Organize the folders in contrasts, each containing the folder for each of the gene set databases used in gsea. Put the whole output folder of gsea inside the corresponding folder. Recommanded folder name for contrasts uses _ to separate group1 from group2 (group1_group2).

#> root_folder
#> ├── contrast1
#> │   ├── BP
#> │   │   └── gsea_folder
#> │   │       ├── gsea_report_for_na_neg_1605121516086.tsv
#> │   │       ├── gsea_report_for_na_pos_1605121516086.tsv
#> │   │       └── many_other_files.ext
#> │   ├── CS
#> │   │   └── gsea_folder
#> │   │       ├── gsea_report_for_na_neg_1605121516086.tsv
#> │   │       ├── gsea_report_for_na_pos_1605121516086.tsv
#> │   │       └── many_other_files.ext
#> │   └── Reactome
#> │       └── gsea_folder
#> │           ├── gsea_report_for_na_neg_1605121516086.tsv
#> │           ├── gsea_report_for_na_pos_1605121516086.tsv
#> │           └── many_other_files.ext
#> └── contrast2
#>     ├── BP
#>     │   └── gsea_folder
#>     │       ├── gsea_report_for_na_neg_1605121516086.tsv
#>     │       ├── gsea_report_for_na_pos_1605121516086.tsv
#>     │       └── many_other_files.ext
#>     ├── CS
#>     │   └── gsea_folder
#>     │       ├── gsea_report_for_na_neg_1605121516086.tsv
#>     │       ├── gsea_report_for_na_pos_1605121516086.tsv
#>     │       └── many_other_files.ext
#>     └── Reactome
#>         └── gsea_folder
#>             ├── gsea_report_for_na_neg_1605121516086.tsv
#>             ├── gsea_report_for_na_pos_1605121516086.tsv
#>             └── many_other_files.ext


Use the function rich_aggregate to look inside that tree folder for reports files and to aggregate them in a single long dataframe. Running the function with no path argument starts an interactive {svDialogs} modal dialog box to choose the folder.

rich_results <- rich_aggregate()
#>  [1] "contrast"     "gs"           "description"  "size"         "es"          
#>  [6] "nes"          "nom_p_val"    "fdr_q_val"    "fwer_p_val"   "rank_at_max" 
#> [11] "leading_edge"

Some packages like {pheatmaps} takes as an input a matrix, so it is convenient to select the results of a particular gene set database and to pivot the dataframe in a wider format with rich_wider.
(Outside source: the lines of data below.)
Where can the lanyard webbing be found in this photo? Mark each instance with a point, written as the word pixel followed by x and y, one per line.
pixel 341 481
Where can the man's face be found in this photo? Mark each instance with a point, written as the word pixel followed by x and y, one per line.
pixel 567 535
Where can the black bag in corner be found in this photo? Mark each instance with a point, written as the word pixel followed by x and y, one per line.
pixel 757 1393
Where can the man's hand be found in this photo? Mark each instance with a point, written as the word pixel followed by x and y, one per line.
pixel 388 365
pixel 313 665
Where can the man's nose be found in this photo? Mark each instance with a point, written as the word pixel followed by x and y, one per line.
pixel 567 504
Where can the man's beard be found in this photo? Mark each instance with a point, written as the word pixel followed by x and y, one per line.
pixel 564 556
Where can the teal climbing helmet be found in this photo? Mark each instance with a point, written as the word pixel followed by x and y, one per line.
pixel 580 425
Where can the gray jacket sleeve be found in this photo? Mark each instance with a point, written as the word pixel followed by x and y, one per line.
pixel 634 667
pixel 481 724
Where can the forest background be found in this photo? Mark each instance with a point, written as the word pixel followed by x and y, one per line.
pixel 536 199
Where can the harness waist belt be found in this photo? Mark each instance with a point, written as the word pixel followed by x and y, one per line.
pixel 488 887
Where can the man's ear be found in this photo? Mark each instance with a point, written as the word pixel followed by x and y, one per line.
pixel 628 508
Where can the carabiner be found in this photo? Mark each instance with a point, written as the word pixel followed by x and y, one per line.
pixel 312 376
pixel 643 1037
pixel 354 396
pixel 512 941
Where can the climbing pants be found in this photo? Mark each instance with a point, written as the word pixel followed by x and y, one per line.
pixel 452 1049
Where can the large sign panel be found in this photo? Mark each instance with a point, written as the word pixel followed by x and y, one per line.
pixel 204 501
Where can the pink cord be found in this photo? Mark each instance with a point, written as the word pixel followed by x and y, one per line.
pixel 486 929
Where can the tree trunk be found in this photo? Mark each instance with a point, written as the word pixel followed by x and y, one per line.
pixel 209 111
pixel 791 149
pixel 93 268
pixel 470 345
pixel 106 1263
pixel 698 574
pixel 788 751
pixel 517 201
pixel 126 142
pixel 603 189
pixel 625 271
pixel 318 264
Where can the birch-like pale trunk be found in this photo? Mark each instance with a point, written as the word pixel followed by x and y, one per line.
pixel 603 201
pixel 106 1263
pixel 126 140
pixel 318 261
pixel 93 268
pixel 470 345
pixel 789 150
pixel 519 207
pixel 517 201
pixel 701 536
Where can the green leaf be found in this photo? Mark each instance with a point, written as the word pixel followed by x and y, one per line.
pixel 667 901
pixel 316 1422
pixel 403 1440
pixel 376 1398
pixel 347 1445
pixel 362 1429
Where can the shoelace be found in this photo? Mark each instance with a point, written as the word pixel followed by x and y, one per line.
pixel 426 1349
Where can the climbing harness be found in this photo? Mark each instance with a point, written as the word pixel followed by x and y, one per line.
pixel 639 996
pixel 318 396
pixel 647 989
rich_results_wider <- rich_wider(rich_results, fdr_threshold = 0.001, gs = "GOBPs", value = "n_logp_sign")

The argument fdr_threshold is used for filtering out gene sets that have an false discovery rate more than a certain number. We can pivot wider the dataframe setting value to one of the numerical columns of the dataframe.


The function rich_pheatmap is just a wrapper than runs rich_wider and pheatmap::pheatmap on the result.